A Lisbonne, remarque Julie Metge, certains bars et restaurants ont adapté leurs tarifs aux moyens des nomades digitaux, excluant de fait les habitants. «Le business autour du nomadisme digital entraîne une concentration de nomades digitaux à des endroits précis » remarque Tony. Pour découvrir un pays dans toute son authenticité, il faut juste les connaître… et les éviter.
Savoir gérer la solitude
Le nomade digital voyage seul. Et pour beaucoup d’entre eux, l’isolement est un énorme problème, peut-être le pire de tous.
Or il est rare que les gens aillent spontanément les uns vers les autres, dans la rue. Tony – qui voyage depuis des années avec sa compagne, Haydée – l’avoue : « je n’ai jamais été très fort à ce niveau-là avant de rencontrer Haydée. J’étais avenant, mais je n’allais pas au-devant des autres pour leur parler. Haydée, c’est l’inverse. Elle va aller parler avec n’importe qui et va entretenir une relation très sympa, pour une soirée, une semaine, voire plus. Grâce à elle, nous avons accueilli des gens chez nous, comme nomades digitaux. On ne se sent jamais isolés : il y a toujours quelqu’un à qui parler. J’imagine qu’il y a peu de gens comme elle. Au contraire parmi les voyageurs que nous connaissons et qui partent pour plusieurs mois, beaucoup n’osent pas aller discuter avec les autres. Ils vont parler au loueur, au serveur, au portier de l’hôtel, mais dès qu’ils sortent du cadre du service, ils ont du mal à aller au-devant des gens et à leur parler. Ce que je comprends. C’était mon cas pendant des années. Le fait d’être avec Haydée me permet de dépasser ça … et de devenir un peu comme elle.»

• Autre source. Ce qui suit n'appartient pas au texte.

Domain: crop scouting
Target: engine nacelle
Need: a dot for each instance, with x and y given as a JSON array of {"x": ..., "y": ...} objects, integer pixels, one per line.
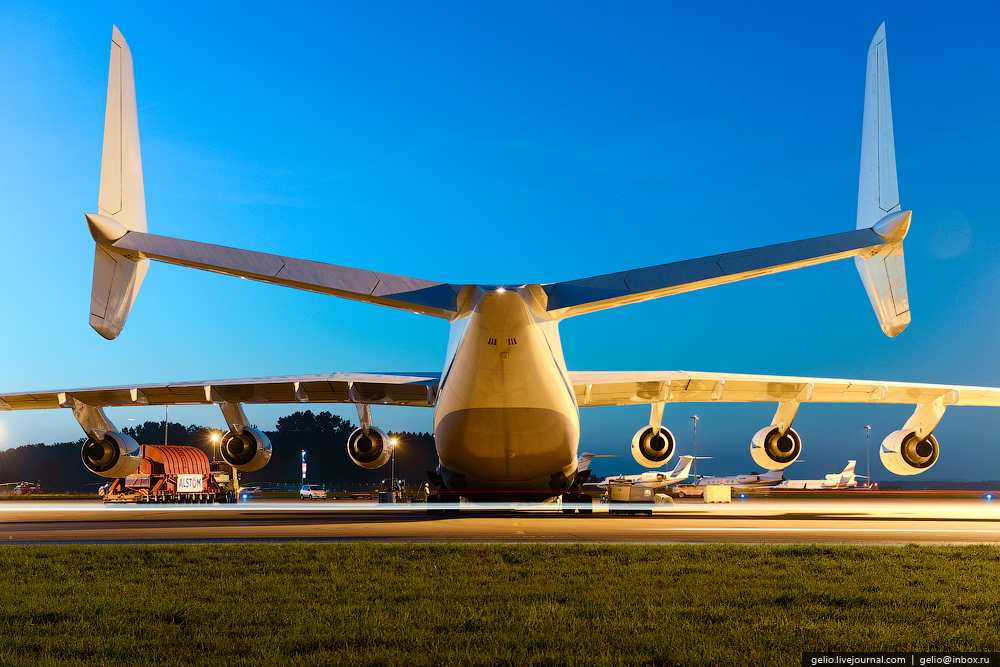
[
  {"x": 652, "y": 450},
  {"x": 249, "y": 450},
  {"x": 115, "y": 456},
  {"x": 905, "y": 453},
  {"x": 369, "y": 451},
  {"x": 773, "y": 451}
]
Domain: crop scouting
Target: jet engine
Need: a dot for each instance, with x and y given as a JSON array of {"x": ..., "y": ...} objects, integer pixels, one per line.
[
  {"x": 115, "y": 456},
  {"x": 651, "y": 449},
  {"x": 905, "y": 453},
  {"x": 248, "y": 450},
  {"x": 773, "y": 451},
  {"x": 369, "y": 451}
]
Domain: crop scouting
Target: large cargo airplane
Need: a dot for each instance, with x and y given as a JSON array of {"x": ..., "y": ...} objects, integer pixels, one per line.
[{"x": 506, "y": 408}]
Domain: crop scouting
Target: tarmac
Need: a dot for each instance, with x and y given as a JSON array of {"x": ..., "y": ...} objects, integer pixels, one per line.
[{"x": 850, "y": 520}]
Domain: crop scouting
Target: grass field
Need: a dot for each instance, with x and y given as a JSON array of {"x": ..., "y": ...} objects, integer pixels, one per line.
[{"x": 371, "y": 604}]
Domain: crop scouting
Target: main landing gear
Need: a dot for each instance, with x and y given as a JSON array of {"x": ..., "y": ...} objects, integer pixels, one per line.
[{"x": 573, "y": 502}]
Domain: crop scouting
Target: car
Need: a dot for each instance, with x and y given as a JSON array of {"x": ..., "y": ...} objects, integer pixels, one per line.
[
  {"x": 312, "y": 492},
  {"x": 688, "y": 491}
]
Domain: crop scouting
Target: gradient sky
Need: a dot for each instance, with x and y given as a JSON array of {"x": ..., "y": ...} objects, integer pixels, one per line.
[{"x": 487, "y": 142}]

C’est aussi à cause de cet isolement propre aux nomades digitaux explique encore Tony que les co-living de luxe pour les voyageurs fonctionnent aussi bien. Ils se retrouvent dans des endroits pensés pour eux, partagent une culture et une philosophie communes et rencontrent pendant une ou deux semaines beaucoup d’autres nomades digitaux. Cela coûte cher, mais ils sont rassurés.
Être nomade digital à la recherche d’authenticité
Être un nomade digital et sortir des sentiers battus demande donc davantage de préparation. Sur un temps limité, l’organisation est relativement simple. Julie Metge a testé le nomadisme digital pendant un mois à Bali. Elle a instauré une routine : visite le matin, déjeuner et travail l’après-midi dans un des nombreux cafés accueillants, aux prix bien plus accessibles que les espaces de co-working.

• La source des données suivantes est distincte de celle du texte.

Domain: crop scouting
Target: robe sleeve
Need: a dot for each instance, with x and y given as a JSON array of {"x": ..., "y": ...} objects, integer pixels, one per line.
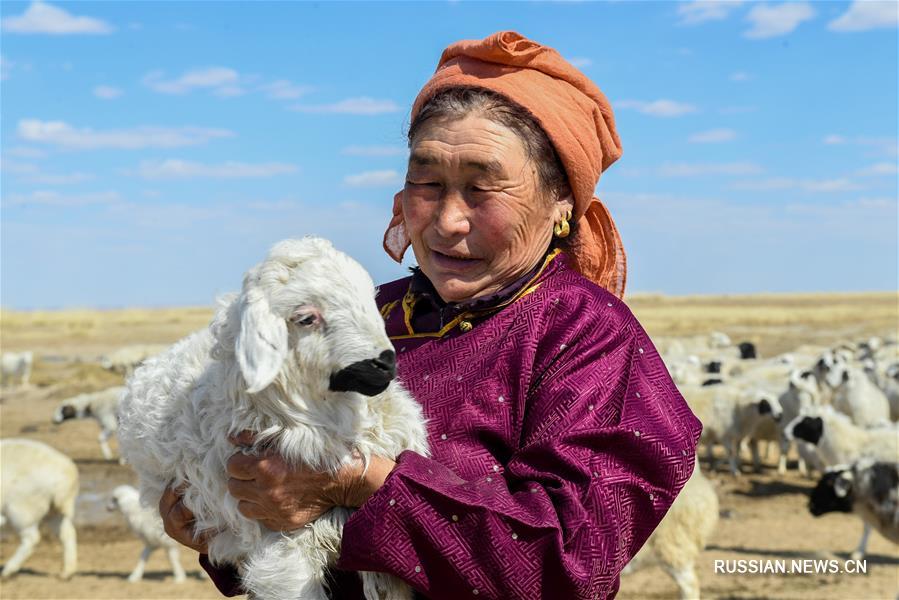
[{"x": 607, "y": 442}]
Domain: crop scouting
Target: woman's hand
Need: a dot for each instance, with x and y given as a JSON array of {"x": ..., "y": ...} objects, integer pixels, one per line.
[
  {"x": 282, "y": 497},
  {"x": 178, "y": 521}
]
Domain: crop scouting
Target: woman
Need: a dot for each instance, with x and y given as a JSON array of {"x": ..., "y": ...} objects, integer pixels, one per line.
[{"x": 558, "y": 438}]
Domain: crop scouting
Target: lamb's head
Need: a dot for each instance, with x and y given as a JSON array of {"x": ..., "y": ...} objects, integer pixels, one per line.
[
  {"x": 72, "y": 408},
  {"x": 830, "y": 368},
  {"x": 308, "y": 321}
]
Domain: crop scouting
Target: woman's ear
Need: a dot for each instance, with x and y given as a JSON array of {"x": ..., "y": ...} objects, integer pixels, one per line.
[{"x": 564, "y": 202}]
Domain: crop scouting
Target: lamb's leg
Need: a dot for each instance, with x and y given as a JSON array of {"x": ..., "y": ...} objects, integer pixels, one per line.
[
  {"x": 859, "y": 552},
  {"x": 104, "y": 447},
  {"x": 177, "y": 569},
  {"x": 756, "y": 456},
  {"x": 382, "y": 586},
  {"x": 686, "y": 580},
  {"x": 69, "y": 547},
  {"x": 29, "y": 537},
  {"x": 784, "y": 446},
  {"x": 138, "y": 573},
  {"x": 733, "y": 449}
]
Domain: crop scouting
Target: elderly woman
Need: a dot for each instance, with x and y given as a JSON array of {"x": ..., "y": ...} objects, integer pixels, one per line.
[{"x": 558, "y": 438}]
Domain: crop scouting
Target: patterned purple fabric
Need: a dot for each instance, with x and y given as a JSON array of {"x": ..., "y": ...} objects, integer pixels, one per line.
[{"x": 558, "y": 443}]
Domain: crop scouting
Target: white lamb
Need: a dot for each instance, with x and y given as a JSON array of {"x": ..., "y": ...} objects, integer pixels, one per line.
[
  {"x": 16, "y": 366},
  {"x": 37, "y": 481},
  {"x": 680, "y": 538},
  {"x": 302, "y": 359},
  {"x": 838, "y": 441},
  {"x": 147, "y": 525},
  {"x": 730, "y": 414},
  {"x": 101, "y": 406}
]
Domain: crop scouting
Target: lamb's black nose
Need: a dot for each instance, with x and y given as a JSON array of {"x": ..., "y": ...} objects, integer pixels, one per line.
[
  {"x": 386, "y": 361},
  {"x": 369, "y": 377}
]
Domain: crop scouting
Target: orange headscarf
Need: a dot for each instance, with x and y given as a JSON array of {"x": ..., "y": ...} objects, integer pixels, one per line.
[{"x": 572, "y": 111}]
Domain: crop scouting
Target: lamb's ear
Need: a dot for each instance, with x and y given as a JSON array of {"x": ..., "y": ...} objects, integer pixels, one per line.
[{"x": 261, "y": 346}]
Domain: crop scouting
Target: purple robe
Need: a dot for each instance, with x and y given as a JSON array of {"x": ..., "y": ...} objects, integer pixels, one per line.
[{"x": 558, "y": 442}]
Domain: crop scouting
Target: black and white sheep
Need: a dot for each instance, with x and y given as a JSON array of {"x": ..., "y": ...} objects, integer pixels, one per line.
[
  {"x": 867, "y": 488},
  {"x": 37, "y": 481},
  {"x": 147, "y": 525},
  {"x": 301, "y": 358},
  {"x": 101, "y": 406}
]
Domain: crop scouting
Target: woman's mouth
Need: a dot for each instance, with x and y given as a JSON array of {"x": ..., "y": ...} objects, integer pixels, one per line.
[{"x": 454, "y": 262}]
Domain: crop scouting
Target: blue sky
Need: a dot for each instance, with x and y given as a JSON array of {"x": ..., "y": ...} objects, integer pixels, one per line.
[{"x": 153, "y": 151}]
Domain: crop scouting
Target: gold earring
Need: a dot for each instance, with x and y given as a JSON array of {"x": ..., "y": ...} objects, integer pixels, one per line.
[{"x": 562, "y": 229}]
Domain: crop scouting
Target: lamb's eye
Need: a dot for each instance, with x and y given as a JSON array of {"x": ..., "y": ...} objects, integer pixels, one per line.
[{"x": 306, "y": 318}]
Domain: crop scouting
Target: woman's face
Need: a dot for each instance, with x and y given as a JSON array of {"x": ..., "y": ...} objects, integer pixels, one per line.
[{"x": 473, "y": 207}]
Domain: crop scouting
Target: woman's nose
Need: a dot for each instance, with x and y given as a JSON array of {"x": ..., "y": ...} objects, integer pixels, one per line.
[{"x": 452, "y": 217}]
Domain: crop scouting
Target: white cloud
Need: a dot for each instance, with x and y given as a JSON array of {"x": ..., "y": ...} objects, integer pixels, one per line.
[
  {"x": 52, "y": 198},
  {"x": 580, "y": 62},
  {"x": 352, "y": 106},
  {"x": 107, "y": 92},
  {"x": 32, "y": 174},
  {"x": 374, "y": 150},
  {"x": 220, "y": 80},
  {"x": 772, "y": 21},
  {"x": 713, "y": 136},
  {"x": 41, "y": 17},
  {"x": 867, "y": 14},
  {"x": 181, "y": 169},
  {"x": 658, "y": 108},
  {"x": 701, "y": 169},
  {"x": 282, "y": 89},
  {"x": 879, "y": 169},
  {"x": 62, "y": 134},
  {"x": 700, "y": 11},
  {"x": 804, "y": 185},
  {"x": 373, "y": 179}
]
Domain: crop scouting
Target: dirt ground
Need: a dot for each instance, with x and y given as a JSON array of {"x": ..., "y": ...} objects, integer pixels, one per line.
[{"x": 764, "y": 516}]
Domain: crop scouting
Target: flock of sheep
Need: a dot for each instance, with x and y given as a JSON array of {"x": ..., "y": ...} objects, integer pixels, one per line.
[
  {"x": 39, "y": 482},
  {"x": 838, "y": 406}
]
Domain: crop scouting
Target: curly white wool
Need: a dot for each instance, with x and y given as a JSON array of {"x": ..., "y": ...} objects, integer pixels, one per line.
[{"x": 260, "y": 368}]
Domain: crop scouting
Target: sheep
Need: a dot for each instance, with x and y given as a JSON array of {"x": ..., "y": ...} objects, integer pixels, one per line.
[
  {"x": 127, "y": 358},
  {"x": 36, "y": 481},
  {"x": 100, "y": 406},
  {"x": 335, "y": 397},
  {"x": 837, "y": 440},
  {"x": 868, "y": 488},
  {"x": 850, "y": 390},
  {"x": 147, "y": 525},
  {"x": 729, "y": 414},
  {"x": 16, "y": 365},
  {"x": 680, "y": 538}
]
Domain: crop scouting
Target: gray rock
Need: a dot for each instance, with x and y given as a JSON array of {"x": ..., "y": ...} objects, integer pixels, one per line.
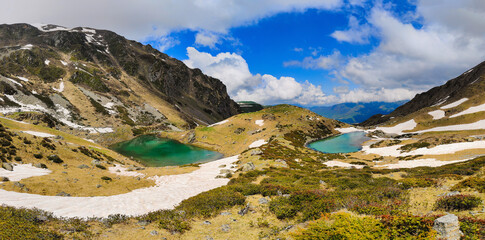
[
  {"x": 244, "y": 210},
  {"x": 256, "y": 152},
  {"x": 248, "y": 167},
  {"x": 143, "y": 223},
  {"x": 7, "y": 166},
  {"x": 263, "y": 201},
  {"x": 448, "y": 227},
  {"x": 63, "y": 194},
  {"x": 40, "y": 165},
  {"x": 82, "y": 166},
  {"x": 225, "y": 228}
]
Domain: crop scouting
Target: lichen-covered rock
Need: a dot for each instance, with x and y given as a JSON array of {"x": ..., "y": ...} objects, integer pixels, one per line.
[{"x": 448, "y": 227}]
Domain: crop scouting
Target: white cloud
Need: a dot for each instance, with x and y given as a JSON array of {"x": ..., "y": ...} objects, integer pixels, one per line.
[
  {"x": 139, "y": 19},
  {"x": 208, "y": 39},
  {"x": 357, "y": 33},
  {"x": 324, "y": 62},
  {"x": 233, "y": 71}
]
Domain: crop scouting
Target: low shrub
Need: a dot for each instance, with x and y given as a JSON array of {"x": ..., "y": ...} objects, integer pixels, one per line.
[{"x": 458, "y": 202}]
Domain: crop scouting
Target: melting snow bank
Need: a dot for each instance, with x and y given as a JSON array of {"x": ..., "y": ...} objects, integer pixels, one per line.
[
  {"x": 39, "y": 134},
  {"x": 461, "y": 127},
  {"x": 168, "y": 192},
  {"x": 22, "y": 171},
  {"x": 257, "y": 143},
  {"x": 348, "y": 130},
  {"x": 455, "y": 104},
  {"x": 479, "y": 108},
  {"x": 218, "y": 123},
  {"x": 430, "y": 162},
  {"x": 438, "y": 114},
  {"x": 451, "y": 148},
  {"x": 398, "y": 129}
]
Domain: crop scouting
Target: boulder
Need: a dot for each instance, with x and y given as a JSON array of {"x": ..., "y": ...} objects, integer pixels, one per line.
[
  {"x": 248, "y": 167},
  {"x": 7, "y": 166},
  {"x": 448, "y": 227}
]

Haydée et Tony, eux, veulent « apprendre la culture, comprendre comment le pays se vit… » Leurs critères s’en ressentent : « nous cherchons des endroits où personne ne va. A Tuxtla Gutiérrez, au Mexique, il n’y avait pas un touriste. Les gens venaient nous parler beaucoup plus facilement. Cela crée des liens. On discute, on pose des questions. » La langue n’est pas forcément une barrière, même en Serbie où Tony et Haydée se sont arrêtés depuis plus d’un an : « On peut se débrouiller avec l’espagnol, l’anglais et le français. Ce n’est pas en restant 3 mois dans un pays, surtout en travaillant beaucoup, qu’on va apprendre la langue. On apprend les rudiments. C’est notre cas, par exemple en serbe qui est une langue très difficile. Mais on a rarement le temps d’aller au-delà. »

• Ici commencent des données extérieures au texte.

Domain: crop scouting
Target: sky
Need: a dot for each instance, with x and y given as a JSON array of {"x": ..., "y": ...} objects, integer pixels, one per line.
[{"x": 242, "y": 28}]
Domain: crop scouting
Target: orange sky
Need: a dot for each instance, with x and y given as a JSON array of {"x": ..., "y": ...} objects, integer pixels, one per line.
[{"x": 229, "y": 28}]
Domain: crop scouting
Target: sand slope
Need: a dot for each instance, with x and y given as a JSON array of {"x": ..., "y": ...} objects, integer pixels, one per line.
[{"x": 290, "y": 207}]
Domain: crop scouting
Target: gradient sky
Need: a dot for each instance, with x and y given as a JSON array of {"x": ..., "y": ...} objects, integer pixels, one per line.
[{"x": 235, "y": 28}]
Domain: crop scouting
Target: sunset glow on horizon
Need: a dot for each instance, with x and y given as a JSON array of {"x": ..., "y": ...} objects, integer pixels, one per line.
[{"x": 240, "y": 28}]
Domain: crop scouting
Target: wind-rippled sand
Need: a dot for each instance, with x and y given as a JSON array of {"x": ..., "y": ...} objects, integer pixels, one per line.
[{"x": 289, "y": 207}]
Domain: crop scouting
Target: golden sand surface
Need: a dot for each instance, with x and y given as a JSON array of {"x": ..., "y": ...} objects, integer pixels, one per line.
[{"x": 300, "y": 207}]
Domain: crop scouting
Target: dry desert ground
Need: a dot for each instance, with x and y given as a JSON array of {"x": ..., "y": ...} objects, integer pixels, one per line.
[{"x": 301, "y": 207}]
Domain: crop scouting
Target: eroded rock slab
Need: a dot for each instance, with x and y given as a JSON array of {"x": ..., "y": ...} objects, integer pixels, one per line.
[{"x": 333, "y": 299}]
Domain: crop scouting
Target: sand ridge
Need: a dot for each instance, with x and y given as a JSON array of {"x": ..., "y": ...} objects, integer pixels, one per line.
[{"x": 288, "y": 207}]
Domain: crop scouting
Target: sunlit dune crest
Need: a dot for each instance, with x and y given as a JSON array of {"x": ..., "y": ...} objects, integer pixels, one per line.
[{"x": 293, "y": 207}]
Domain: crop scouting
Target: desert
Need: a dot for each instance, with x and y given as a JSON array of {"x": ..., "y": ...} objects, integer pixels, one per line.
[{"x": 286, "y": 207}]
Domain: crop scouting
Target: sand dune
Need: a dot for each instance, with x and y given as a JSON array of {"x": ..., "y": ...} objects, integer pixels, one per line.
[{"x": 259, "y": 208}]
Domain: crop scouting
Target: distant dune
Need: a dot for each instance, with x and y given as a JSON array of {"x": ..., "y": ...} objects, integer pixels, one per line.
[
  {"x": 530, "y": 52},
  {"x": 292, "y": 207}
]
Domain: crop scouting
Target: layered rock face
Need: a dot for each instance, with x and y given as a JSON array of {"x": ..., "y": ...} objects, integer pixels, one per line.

Nomade digital, deux boulots à temps complet
Être nomade digital, c’est finalement gérer deux boulots de front. Une activité professionnelle rentable… et la préparation de votre prochain voyage. On l’oublie souvent mais pour rester dans un pays hors de l’Union Européenne, il vous faut un visa. La plupart sont de trois mois, parfois de 6 mois. Il vous faut donc prévoir de changer régulièrement de lieu de travail.
Vous devrez aussi trouver votre logement sur place. Haydée et Tony s’y prennent parfois plus d’un mois à l’avance pour éplucher les sites de logements temporaires, AirBnB mais aussi parfois des agences immobilières, par exemple à Taïwan…. Leurs critères sont maintenant bien rôdés. « Nous recherchons des endroits à 2-3 km du centre puisque nous n’avons pas de voiture. En nous éloignant du centre, qui doit cependant rester accessible, cela nous donne une autre vision de la ville. Nous cherchons aussi un quartier avec des petits commerces de proximité plutôt que des supermarchés. Le logement doit bien sûr proposer un endroit où travailler, avoir une connexion wifi qui fonctionne bien. Et quand nous avons trouvé la perle rare, nous allons vérifier sur Google Street View si ce n’est pas la zone. »
Tout cela prend du temps, une denrée rare pour le nomade digital qui doit savoir se partager entre travail et adaptation au pays d’accueil.
Les conseils avant de se lancer
Selon Tony, il faut s’assurer tout d’abord de la viabilité de son activité professionnelle : « être nomade digital est un mode de vie qui coûte cher. Il faut le financer. L’important est de partir avec des économies et un business qui permet de bien gagner sa vie à long terme. Selon les destinations, le coût de la vie change. Mais il faut pouvoir compter sur au moins 1 000 €/ mois, voire plus. Pour cela, le site Nomadlist est bien documenté. Plutôt que de se lancer en free-lance et partir immédiatement, il vaut mieux commencer son activité free-lance en parallèle de son travail salarié et amorcer la transition au fur et à mesure.»
Les sites et les blogs sur les nomades digitaux vendent du rêve. Mais il ne faut pas pour autant ignorer l’envers du décor : des free-lance qui finalement gagnent peu d’argent avec leur business et vivent dans des endroits à moindre coût, voire font carrément la manche, comme certains à Chang Mai. « Beaucoup pensaient réussir à distance. Mais ils gagnent une misère et se retrouvent à la rue » témoigne Tony.
Être digital nomade n’est pas de tout repos. Le plus important, conseille Tony, est de « tester ce mode de vie en gardant une porte de sortie pour savoir si vous êtes fait pour ça. » Pour que le rêve ne se transforme pas en cauchemar et reste une merveilleuse aventure.